Let me first say that my comments are in no way meant to disparage those women who do work; I understand completely at the pull to work outside the home and mother; I recognize the challenges and sympathize with these women. My thoughts are merely my own convictions based on much prayer, biblical study, and wise counsel of those whom I trust.
My beef with Palin as McCain’s VP choice has nothing to do with the fact that she’s a woman…exactly. And for the record, McCain wasn't my choice, either. I like that she's pro-life, pro-family, pro-gun, etc. She's a woman of convictions and convictions don't mean anything if you don't live by them.
I usually don’t get into debating politics and the who, the what, and the where; it's a waste of time. I’m more concerned with issues that either reflect my biblical beliefs or malign the Word of God. But, the choice of Palin as a V.P. choice has got me to thinking deeply and reflectively about these biblical views.
In order to get to my beef, you’re going to have to put up with a history lesson, a biblical history lesson, that is, especially since Jeff and I are teaching a Spiritual Development of Preschoolers class at church and this stuff is floating about in my head ready to burst.

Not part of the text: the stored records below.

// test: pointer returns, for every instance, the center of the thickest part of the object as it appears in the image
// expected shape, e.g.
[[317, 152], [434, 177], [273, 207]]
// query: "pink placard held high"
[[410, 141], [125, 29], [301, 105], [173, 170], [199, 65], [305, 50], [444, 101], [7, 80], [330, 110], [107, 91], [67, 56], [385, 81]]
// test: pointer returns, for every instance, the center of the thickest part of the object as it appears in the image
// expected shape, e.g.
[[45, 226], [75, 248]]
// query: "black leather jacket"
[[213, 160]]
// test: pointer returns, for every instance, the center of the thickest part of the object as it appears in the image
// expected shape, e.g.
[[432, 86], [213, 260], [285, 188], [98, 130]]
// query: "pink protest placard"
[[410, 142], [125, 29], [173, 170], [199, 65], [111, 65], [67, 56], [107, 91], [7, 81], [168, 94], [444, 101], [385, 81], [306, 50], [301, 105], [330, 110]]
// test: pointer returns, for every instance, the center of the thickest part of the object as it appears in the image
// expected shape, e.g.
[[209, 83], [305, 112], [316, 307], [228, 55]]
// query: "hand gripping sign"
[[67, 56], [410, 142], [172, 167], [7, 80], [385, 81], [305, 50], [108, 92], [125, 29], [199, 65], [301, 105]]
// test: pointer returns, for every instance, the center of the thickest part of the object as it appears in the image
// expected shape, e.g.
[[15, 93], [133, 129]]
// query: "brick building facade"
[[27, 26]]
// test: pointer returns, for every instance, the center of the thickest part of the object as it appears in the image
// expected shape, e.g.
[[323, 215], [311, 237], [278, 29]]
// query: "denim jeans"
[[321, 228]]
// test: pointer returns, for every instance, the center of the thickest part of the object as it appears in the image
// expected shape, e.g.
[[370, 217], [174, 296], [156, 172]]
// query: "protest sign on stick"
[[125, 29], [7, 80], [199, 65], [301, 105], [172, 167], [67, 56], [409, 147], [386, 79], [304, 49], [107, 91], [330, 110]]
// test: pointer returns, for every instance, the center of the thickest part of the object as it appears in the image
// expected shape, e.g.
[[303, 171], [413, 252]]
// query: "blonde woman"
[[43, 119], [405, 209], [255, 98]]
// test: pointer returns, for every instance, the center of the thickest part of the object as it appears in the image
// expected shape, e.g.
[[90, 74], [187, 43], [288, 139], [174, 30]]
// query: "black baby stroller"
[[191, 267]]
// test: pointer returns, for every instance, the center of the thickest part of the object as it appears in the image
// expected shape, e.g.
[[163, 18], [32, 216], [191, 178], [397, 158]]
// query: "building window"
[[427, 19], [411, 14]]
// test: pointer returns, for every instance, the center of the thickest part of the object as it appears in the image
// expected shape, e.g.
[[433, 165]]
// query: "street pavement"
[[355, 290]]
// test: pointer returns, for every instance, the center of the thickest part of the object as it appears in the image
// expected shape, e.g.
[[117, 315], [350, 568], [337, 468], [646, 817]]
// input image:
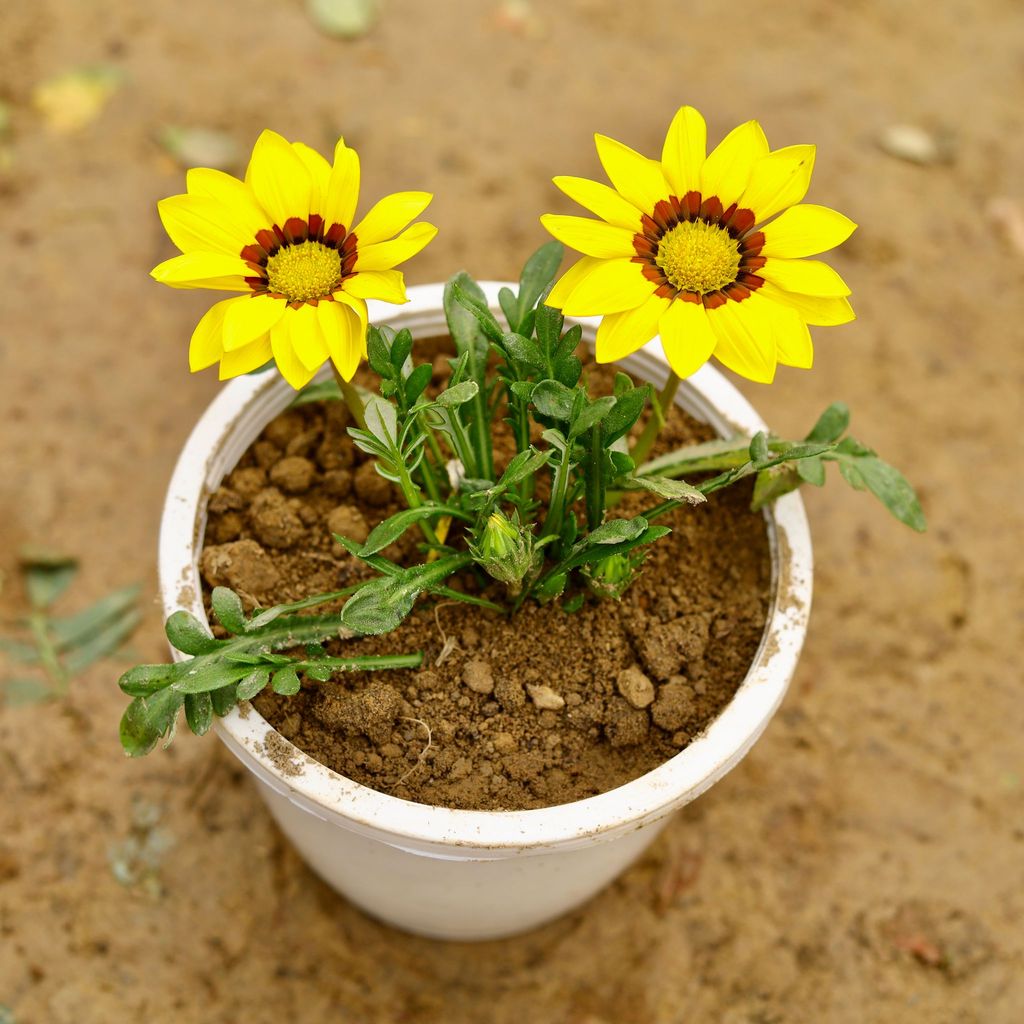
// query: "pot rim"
[[429, 829]]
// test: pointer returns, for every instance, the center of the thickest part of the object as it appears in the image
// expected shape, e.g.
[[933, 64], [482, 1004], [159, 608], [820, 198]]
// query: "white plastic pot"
[[477, 875]]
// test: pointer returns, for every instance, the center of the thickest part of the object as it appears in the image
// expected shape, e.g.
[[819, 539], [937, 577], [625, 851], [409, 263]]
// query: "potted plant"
[[328, 530]]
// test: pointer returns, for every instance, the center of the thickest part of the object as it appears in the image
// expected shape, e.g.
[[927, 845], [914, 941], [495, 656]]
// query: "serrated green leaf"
[[253, 683], [812, 471], [144, 680], [147, 719], [199, 713], [187, 634], [227, 607], [454, 396], [832, 424], [676, 491], [286, 682], [553, 399]]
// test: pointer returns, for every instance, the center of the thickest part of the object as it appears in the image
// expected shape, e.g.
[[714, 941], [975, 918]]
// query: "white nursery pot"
[[477, 875]]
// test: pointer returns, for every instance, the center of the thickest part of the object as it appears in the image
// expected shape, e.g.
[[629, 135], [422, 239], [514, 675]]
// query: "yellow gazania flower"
[[285, 239], [683, 250]]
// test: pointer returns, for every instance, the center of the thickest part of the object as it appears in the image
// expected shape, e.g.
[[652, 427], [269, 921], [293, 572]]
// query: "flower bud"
[[503, 548]]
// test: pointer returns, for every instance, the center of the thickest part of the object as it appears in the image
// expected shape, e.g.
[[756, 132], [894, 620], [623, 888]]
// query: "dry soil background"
[[864, 863]]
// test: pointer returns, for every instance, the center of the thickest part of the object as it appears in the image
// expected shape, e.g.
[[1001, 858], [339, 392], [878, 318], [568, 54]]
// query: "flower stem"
[[351, 395], [658, 412]]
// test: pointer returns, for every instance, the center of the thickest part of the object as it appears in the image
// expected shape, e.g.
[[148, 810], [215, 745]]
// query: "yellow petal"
[[563, 287], [340, 326], [250, 318], [745, 342], [808, 276], [612, 287], [389, 216], [793, 340], [284, 354], [594, 238], [320, 174], [197, 223], [385, 255], [307, 338], [206, 347], [636, 177], [245, 360], [686, 336], [622, 334], [605, 202], [778, 180], [804, 230], [727, 170], [683, 153], [204, 270], [343, 187], [386, 285], [813, 309], [279, 178], [235, 196]]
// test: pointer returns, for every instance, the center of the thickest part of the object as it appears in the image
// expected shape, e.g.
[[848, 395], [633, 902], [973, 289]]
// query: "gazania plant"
[[709, 252]]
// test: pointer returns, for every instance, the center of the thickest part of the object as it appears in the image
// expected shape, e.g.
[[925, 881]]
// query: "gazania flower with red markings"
[[686, 248], [285, 239]]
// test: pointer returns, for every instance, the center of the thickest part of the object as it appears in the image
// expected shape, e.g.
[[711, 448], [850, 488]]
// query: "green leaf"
[[832, 424], [199, 713], [812, 471], [73, 630], [676, 491], [253, 683], [553, 399], [223, 699], [317, 391], [144, 680], [147, 719], [391, 528], [187, 634], [227, 607], [538, 274], [892, 488], [103, 642], [286, 682], [46, 581], [458, 395]]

The way God designed the family is as follows: Hebrew society was a theocracy - - God –centered and the family was patricentric in nature - - meaning “father centered.” The family was like a wheel, the father the hub. Each spoke represented something the father was responsible for: the welfare, physical needs, and spiritual well-being of his family (among other things) and he was delegated as head of the household.
The mother was responsible for providing food, clothing, and shelter for her children as well as providing wisdom and instruction to them (until the boys were 12 and moved under the immediate tutelage and vocational instruction of their father) and for providing wisdom to her husband. It was (AND STILL IS) the highest calling for a woman: motherhood. She was in no way subservient to her husband, but her role was functionally subordinate to her husband.
These roles didn't change in the New Testament too much, and what wasn't ordered as null and void in the New Testament (like food laws, etc.) should still be followed.Now, the more I read about developing emotionally, mentally, physically, and spiritually healthy children, the more I realize that it is the mother’s immediate charge and the father’s ultimate responsibility. (Side note: that’s why choosing a mate is the second most important decision you’ll ever make).
By the age of 4, the stage has been set for a child’s future success, AND, even more importantly to me, “they can think of God in a personal way and trust him with simple faith.” (Spiritual Growth of Children). My philosophy as a Christian parent is this: To develop God-honoring, God-serving, emotionally healthy, well-adjusted children who are beacons of light in a searching, lost, and lonely world. Everything I do as a parent should be aimed toward this goal.
Basically, God’s design for the family was perfect. A father to provide safety, shelter, nourishment, and spiritual instruction, as an umbrella around the whole family, and a mother to hold the handle of the umbrella around her children, guarding and guiding from the elements until it was time for them to move to their next authority.
We, in our selfish, greedy natures, have confused that fact. I’m being quite honest when I say that I truly believe a mother’s place is at home with her children, if she has been blessed with them. That’s why I’m at home with mine; that’s why Jeff works around 60 hours a week to provide for us in a job that is not his ultimate calling. That’s why we have one small car, new clothes only when our moms send them to us, and a strict budget that is only altered when pregnant Audrea really needs a snack. We have sacrificed physical desires and material wants to invest in the lives of our precious children.
1.) When a mother (of children still at home) works outside the home, her allegiance is divided. She is no longer just under the authority of her husband, but under the authority of her boss. I’m not saying that women can’t and shouldn’t work (you all know that I have worked and I still do consulting work from home from time to time); I’m merely showing that a mother who is so concentrated on her success at her job creates a divide in the home; she can’t give her full and complete self to her small children who need her. And it is essential for children to emotionally connect with their mother’s as babies if they are to grow up well-adjusted and emotionally healthy. When children are small, they especially need their mothers.
2.) If Palin had all teenagers or grown children out of the house, it wouldn’t bother me as much. But, in addition to her nearly grown children, she has a little girl who can’t be more than 8 AND a baby, an almost 5 month old. And this baby is an extra special baby with Down’s Syndrome. He needs his mother more than any of the rest of them. Babies need lots of love and personal attention from their mothers; they need more than what a day care or a daddy-every-day can offer. And a baby with special needs needs it even more. As V.P., Palin is taking on more than just a job. She is taking on a whole new life that will completely consume her. She will be tasked with secrets she can’t share with her husband (and as for me, I don’t have secrets from my husband), she will be gone more than at home, and she will be appearing by the side of the President more often than her own husband, and who takes over the responsibility for the baby? Her daughters? Where will her allegiance ultimately lie? She seems to be a woman of good sense, but my fear is for her children, especially the younger ones who will reap the negative impact of her absence.
3.) Her experience. She has very little. A little over a year in the governor’s office, two years as mayor, and some school PTA. If something should happen to John McCain, could she step in as Chief and lead our country? I honestly don’t think she’s ready.